Although I'll warn again that this I am still working on this, it is not too soon to try it out. Let's simulate, run the MCMC, and then compare the results to ML estimates obtained using ace() in the ape package:

> require(phytools)
> source("vcvPhylo/vcvPhylo.R")
> source("anc.Bayes/anc.Bayes.R")
> set.seed(100)
> tree<-rtree(100)
> x<-fastBM(tree,sig2=2)
> result<-anc.Bayes(tree,x,ngen=100000)
Control parameters (set by user or default):
List of 7
 $ sig2   : num 2.03
 $ a      : num [1, 1] 0.00737
 $ y      : num [1:98] 0.00737 0.00737 0.00737 0.00737 0.00737 ...
 $ pr.mean: num [1:100] 1000 0 0 0 0 0 0 0 0 0 ...
 $ pr.var : num [1:100] 1e+06 1e+03 1e+03 1e+03 1e+03 1e+03 1e+03 1e+03 1e+03 1e+03 ...
 $ prop   : num [1:100] 0.142 0.142 0.142 0.142 0.142 ...
 $ sample : num 100
Starting MCMC...
Done MCMC.
> # plot the result against the MLEs
> plot(ace(x,tree)$ace,colMeans(result[21:1001,])[2+1:tree$Nnode])
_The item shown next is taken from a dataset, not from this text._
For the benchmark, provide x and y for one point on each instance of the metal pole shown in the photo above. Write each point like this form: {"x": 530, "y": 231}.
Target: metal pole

Here, we get the following result:

Obviously, I will post more on this as I improve it and I will also try to provide more guidance on MCMC control and priors.


  1. I neglected to explain that the graphic shows that, for pretty uninformative priors, we get highly correlated ancestral character estimates from ML & Bayesian inference. Obviously, this makes sense.

  2. I also corrected the link to the function code, which was incorrect in the first version of the post.